Tuesday, July 27, 2010

Dealing with corporate responsibility skeptics

Trying to convince corporate responsibility skeptics is not my favorite pass time. Over the years, I have learnt that arguing with skeptics is a waste of time. But I decided to respond to a friend who wrote to me about his experience with skeptics.

He has recently started teaching ethics in a few business schools in India.

This is the e-mail that I received from him :

"Last week I was taking a workshop on Ethics at A reputed B School in Mumbai and came across many students who held the view that the only responsibility of business is to maximise shareholder value and nothing else. And there I remembered your comment on MBA education in India and how it is biased towards shareholder value and not stakeholder value.
I tried to convince them with the discussion on Necessary condition and sufficient condition based on the HBR article What’s a Business For.

I just thought to check with you if there is a better or alternate way to explain this which you may be aware of."

And this is what I wrote to him:

"Hi(----),
Thanks for the mail. I am used to coming across skeptics. So your experience with the students does not surprise me. Though the situation is changing. Recently, I made a presentation to executive MBA students at INSEAD Singapore. None of them thought corporate responsibility was not important. Many in the class actually said that corporate responsibility was strategically important for companies which want to grow in a globalised economy.
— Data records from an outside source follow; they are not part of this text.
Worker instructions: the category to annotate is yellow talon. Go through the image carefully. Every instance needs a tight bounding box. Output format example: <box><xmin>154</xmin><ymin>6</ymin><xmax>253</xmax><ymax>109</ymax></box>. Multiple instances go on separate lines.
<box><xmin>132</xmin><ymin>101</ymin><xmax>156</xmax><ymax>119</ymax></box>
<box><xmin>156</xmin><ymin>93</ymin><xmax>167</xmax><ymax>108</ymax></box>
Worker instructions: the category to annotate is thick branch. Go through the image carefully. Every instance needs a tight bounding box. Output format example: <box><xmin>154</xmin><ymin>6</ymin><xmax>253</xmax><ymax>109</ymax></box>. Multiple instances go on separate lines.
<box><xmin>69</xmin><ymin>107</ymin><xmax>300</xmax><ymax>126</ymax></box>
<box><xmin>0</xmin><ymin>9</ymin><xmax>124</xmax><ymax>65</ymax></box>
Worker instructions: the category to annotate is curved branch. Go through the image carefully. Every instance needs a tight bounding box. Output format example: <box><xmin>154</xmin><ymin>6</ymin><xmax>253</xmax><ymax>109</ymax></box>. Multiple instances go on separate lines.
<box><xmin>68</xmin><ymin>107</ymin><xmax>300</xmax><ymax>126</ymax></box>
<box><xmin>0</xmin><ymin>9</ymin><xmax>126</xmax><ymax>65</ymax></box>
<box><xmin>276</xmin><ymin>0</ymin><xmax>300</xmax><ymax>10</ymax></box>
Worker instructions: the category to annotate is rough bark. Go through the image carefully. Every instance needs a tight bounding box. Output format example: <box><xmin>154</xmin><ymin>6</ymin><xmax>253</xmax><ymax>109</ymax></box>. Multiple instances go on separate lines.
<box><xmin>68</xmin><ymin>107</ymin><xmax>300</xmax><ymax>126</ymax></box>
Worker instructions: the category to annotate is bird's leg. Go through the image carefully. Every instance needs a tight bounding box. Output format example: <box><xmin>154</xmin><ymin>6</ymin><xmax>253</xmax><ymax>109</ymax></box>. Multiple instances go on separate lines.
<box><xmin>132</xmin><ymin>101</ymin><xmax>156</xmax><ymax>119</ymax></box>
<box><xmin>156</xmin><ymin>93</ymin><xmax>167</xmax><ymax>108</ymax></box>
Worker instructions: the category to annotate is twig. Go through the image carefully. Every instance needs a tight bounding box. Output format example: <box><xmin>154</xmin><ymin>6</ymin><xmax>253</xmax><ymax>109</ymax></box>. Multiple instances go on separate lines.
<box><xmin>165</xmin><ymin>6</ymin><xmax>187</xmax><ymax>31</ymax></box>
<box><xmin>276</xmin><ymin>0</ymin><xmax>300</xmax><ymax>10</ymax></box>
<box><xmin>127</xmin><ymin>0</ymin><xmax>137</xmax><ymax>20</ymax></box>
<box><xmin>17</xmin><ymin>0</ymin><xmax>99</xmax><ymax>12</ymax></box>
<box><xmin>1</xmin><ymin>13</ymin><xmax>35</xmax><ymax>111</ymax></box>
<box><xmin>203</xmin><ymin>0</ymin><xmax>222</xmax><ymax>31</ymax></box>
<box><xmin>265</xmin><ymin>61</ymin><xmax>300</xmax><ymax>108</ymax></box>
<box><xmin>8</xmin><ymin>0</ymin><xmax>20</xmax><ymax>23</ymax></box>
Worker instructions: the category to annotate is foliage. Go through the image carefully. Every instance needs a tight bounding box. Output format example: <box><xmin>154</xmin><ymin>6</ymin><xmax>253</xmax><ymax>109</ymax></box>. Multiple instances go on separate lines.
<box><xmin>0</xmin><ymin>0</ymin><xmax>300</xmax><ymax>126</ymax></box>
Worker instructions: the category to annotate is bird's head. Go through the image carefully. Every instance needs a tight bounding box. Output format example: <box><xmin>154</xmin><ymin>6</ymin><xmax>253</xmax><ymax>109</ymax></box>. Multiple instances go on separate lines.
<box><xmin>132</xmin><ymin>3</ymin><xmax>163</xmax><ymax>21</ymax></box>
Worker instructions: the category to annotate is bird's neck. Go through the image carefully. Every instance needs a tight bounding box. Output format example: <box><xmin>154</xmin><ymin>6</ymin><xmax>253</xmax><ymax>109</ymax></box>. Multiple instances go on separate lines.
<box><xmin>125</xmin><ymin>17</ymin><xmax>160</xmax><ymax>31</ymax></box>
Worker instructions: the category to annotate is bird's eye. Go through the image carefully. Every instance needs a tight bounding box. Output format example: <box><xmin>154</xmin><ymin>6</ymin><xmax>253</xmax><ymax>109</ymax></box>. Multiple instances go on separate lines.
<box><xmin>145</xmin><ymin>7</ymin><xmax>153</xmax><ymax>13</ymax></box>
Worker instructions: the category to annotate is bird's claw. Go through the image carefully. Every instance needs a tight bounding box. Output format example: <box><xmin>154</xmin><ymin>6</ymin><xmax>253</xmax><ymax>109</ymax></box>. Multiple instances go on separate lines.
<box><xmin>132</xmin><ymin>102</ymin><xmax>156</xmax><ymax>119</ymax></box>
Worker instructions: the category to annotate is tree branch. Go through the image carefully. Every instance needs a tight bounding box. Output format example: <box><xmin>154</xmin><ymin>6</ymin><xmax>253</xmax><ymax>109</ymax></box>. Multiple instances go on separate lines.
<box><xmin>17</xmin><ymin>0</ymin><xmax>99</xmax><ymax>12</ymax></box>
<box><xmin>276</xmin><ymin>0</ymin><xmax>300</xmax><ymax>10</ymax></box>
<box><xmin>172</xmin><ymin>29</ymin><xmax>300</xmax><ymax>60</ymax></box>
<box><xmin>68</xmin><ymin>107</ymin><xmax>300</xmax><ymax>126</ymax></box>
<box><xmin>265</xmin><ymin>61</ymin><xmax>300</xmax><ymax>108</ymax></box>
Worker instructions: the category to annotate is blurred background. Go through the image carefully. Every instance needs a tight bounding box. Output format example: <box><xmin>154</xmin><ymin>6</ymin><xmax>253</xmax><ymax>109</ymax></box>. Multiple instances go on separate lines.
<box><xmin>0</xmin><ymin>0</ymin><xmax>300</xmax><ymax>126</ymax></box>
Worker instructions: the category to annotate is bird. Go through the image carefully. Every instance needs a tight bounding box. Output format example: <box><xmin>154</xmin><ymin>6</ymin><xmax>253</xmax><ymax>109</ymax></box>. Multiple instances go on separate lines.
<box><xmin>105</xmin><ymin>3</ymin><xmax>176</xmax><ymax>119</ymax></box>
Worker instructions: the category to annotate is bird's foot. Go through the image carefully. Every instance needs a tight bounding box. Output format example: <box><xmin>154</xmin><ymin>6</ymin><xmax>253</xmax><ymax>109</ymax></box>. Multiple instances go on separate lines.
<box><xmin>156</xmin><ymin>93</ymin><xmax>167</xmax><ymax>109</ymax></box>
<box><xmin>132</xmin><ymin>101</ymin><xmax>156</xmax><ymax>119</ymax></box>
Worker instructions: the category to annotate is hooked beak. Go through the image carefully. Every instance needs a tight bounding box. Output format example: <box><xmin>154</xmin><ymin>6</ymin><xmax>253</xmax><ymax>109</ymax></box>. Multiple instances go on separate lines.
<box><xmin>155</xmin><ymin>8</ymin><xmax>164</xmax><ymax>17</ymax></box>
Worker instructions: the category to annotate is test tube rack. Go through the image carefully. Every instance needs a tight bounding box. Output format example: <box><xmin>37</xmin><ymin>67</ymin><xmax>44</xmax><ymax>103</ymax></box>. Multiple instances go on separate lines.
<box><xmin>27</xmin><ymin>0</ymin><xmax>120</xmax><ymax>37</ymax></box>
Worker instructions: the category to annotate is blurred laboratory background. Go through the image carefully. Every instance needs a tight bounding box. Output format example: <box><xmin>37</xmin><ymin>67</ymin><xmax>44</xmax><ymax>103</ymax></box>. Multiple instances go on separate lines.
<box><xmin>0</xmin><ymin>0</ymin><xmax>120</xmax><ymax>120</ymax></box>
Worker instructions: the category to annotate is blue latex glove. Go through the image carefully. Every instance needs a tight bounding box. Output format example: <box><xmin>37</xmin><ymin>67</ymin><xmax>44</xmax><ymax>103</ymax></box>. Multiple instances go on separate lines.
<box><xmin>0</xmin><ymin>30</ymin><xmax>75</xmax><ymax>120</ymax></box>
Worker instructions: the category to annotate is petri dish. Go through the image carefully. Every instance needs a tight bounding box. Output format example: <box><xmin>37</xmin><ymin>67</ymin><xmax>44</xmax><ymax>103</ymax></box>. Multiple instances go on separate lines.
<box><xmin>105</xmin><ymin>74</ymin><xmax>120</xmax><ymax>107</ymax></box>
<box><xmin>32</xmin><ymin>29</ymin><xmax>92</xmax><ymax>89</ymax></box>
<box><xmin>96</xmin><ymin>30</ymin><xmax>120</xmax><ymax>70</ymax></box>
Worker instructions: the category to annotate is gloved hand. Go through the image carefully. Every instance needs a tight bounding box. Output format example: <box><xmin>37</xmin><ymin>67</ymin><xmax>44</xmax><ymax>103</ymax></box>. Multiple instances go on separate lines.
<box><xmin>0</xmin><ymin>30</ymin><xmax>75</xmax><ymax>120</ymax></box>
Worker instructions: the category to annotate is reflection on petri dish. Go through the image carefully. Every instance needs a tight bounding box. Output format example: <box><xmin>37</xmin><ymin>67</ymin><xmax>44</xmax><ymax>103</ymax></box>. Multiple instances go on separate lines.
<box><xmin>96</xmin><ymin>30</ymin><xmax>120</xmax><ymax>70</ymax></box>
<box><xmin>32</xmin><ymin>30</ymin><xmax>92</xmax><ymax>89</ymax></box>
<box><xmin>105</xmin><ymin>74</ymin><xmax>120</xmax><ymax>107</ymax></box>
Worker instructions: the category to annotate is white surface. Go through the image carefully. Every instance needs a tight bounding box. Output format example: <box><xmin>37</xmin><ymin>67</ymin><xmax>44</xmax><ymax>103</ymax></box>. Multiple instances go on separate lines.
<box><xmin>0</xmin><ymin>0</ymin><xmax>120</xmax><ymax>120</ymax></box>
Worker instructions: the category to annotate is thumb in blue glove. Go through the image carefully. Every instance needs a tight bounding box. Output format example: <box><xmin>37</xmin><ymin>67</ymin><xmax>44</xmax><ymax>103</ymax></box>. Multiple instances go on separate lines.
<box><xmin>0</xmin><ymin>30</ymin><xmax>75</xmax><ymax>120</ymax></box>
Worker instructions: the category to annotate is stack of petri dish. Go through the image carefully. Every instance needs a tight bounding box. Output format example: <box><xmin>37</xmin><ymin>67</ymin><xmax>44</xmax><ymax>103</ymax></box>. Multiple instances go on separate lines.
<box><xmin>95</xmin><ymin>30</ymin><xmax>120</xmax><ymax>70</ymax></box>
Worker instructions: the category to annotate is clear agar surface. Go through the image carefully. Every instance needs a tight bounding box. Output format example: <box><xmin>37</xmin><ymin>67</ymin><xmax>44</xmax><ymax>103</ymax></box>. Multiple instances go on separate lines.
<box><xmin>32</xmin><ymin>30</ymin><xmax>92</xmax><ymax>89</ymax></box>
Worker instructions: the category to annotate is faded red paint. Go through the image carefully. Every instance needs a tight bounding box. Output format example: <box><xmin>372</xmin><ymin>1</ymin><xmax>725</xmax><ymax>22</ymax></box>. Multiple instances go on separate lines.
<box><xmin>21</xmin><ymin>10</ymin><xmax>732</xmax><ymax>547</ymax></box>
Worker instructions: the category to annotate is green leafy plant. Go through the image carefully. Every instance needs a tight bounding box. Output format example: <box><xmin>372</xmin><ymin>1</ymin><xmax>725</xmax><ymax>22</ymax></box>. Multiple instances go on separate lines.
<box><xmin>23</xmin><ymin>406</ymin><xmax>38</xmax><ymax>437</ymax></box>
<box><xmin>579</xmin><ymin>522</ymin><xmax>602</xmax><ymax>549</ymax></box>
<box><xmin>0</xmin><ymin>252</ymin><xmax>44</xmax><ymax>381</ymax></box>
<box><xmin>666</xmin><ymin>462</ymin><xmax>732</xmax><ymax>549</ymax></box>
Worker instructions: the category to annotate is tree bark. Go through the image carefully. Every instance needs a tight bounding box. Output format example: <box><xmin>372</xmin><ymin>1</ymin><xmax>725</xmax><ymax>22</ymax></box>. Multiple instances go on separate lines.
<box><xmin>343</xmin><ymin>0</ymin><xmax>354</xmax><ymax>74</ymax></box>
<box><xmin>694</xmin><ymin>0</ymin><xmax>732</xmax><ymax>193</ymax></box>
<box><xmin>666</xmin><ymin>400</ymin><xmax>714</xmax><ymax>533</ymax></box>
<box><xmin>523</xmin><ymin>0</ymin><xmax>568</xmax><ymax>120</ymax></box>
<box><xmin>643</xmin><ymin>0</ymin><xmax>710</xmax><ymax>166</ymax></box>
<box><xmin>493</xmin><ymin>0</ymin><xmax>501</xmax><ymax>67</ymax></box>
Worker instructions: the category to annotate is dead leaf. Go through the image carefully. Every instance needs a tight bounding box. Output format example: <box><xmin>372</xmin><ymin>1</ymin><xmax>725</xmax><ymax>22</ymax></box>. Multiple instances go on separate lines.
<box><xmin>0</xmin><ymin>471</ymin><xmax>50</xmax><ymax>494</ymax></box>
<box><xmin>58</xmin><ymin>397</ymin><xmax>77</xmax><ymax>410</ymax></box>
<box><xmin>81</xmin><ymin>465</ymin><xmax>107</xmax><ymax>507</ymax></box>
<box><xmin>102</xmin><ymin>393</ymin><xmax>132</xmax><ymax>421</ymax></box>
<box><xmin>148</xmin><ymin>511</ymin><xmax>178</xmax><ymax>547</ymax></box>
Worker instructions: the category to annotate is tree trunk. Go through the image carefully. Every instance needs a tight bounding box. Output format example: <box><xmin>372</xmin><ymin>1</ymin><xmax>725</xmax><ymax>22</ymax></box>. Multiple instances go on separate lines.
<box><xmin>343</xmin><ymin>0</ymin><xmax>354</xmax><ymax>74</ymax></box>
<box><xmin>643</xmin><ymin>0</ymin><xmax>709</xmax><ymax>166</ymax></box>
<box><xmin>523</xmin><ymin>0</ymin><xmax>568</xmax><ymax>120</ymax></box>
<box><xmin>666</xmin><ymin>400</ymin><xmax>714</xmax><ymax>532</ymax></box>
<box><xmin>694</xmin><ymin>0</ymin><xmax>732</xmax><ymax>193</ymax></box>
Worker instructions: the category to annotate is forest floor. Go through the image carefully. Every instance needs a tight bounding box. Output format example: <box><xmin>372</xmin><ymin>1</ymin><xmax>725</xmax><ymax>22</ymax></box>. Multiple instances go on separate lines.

The general misconception is that responsible business works against shareholder interests. In fact, the opposite is true. Running business responsibly actually protects, and increases shareholder value in the medium to long term. Irresponsible business practices on the other hand can diminish, and sometimes dramatically destroy, shareholder value. That is why more and more investors are making corporate responsibility a key criteria in their investment decisions.

The key challenge for companies is to find the right business case most suitable for their kind of operations. Most companies fail on this count. You can blame it on the lack of seasoned CR professionals. Indeed, there are more incompetent corporate responsibility consultants than the good ones.

When companies are not able to identify or articulate the business case for CR, they obviously fail to see how CR can create value for their shareholders.

Short-termism and short-sightedness are also to be blamed. Most managers have a 2-3 years time horizon in a company. But shareholder value is built over a longer term and needs to be sustained over a long term.

Another major problem is that a very large number of companies, and executives, do not understand what business responsibility actually means. I routinely run into managers, many of them in senior roles, who still believe corporate responsibility means philanthropy or charity.

MBA students who think corporate responsibility conflicts with shareholder value will not make it to the top in their career in any respectable company if they continue to hold the same view. Harsh this may sound. But the price of ignoring business responsibility is going to be severe. For companies as well as for managers.

In India, business schools need to reboot the curriculum and align with the current global thinking and realities. Otherwise, they will be producing MBAs who will not be equipped with the right knowledge to effectively serve their shareholders.

I can understand your frustration. I no more argue with the skeptics. Let them learn at their own cost. Not sure if this helps:)

best regards,
Rajesh"

If working on skeptics is something you do, your comments and tips are welcome.